The Spaceworks study showed that this is being reflected across the board, with 60 percent of respondents saying that they work in an open-plan office, 31 percent working in a combination (open plan and cellular) and only nine percent working in a cellular (only) office.
And while the open-plan design comes with advantages such as easier collaboration with colleagues (selected by 72 percent of respondents) and sharing of information (62 percent), it also comes with risks in that noise levels (77 percent), interrupitons and distractions (73 percent), and a lack of privacy (63 percent) were all listed as disadvantages of this type of design.
Spaceworks managing director Lizzi Hines says that this makes spatial design of offices quite tricky.

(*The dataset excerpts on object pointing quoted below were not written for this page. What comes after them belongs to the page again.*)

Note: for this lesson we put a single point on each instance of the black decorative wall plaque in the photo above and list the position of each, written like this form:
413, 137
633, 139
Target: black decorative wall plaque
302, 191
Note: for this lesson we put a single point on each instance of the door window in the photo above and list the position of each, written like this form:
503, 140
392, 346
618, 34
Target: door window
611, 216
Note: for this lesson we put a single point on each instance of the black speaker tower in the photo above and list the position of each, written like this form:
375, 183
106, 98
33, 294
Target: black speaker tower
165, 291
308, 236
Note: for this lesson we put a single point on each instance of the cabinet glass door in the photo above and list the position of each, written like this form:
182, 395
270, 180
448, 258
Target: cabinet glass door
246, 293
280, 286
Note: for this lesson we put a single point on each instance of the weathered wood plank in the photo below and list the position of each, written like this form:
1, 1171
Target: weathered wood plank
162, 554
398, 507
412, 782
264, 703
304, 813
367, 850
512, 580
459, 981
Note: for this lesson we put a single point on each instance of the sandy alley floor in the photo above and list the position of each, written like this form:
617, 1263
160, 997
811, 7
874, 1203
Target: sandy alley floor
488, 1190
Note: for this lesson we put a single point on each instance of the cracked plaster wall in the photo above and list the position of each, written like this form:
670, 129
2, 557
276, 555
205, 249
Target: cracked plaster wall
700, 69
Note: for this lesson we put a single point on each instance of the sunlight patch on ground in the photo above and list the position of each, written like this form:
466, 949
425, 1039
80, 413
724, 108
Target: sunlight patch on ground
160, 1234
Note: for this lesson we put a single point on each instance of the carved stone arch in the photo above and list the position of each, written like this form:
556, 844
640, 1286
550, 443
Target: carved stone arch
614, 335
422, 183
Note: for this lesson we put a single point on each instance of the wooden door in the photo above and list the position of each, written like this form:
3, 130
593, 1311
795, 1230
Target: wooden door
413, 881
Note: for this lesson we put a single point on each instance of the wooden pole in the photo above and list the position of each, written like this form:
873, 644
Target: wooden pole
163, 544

“As designers it is our challenge to ensure an open plan office doesn’t result in lost productivity,” she says. “The research clearly shows that employees believe collaboration has a direct link to productivity and therein lies our conundrum. How does the design of an office promote teamwork and at the same time offer privacy? Workplaces which are designed to encourage collaboration without sacrificing focus, will always be more successful. The new age open plan which factors in informal meeting/breakout spaces and areas away from the working zones where employees can focus and make phone calls is the solution.”
In the .99/JustOne example, the design team took this into account and introduced a varied range of breakout areas, including standard boardroom-style meeting rooms, colourful pods and round meeting areas that employees can use for meetings with clients or among themselves.
And this move is important, given that the study shows that 79 percent of employees want quiet areas to break away from the open-plan space and 76 percent want bookable meeting rooms.
One of the most concerning stats pulled from the study was that only 50 percent of New Zealand office workers think that their work space stimulates innovation and creativity.
“We are a nation of innovative workers and entrepreneurs and there is so much untapped potential in many of our employees,” says Hines. “By designing more offices, which unleash greatness in all of us, we’d be producing far better work … Companies that encourage employees’ creativity and innovation by having an inspiring workspace will be ahead of the game both nationally and internationally.”
ASB’s recent office upgrade is a prime example of this and shows that even industries traditionally considered rigid and conservative are starting to embrace more free-flowing, open-plan office spaces conducive to collaboration not only between the business and clients but also between employees.
For a company that specialises in designing commercial spaces, Spaceworks will pull helpful insights from this research in terms of what Kiwi workers expect from their places of employment. And while Hines and her team didn’t work on any of the previous examples mentioned, she has done impressive works for the likes of Google (in Auckland), online marketing company Tailor, Universal Pictures and My Food Bag. And no doubt she will be using the findings of the study to convince other business owners to follow suit in the future.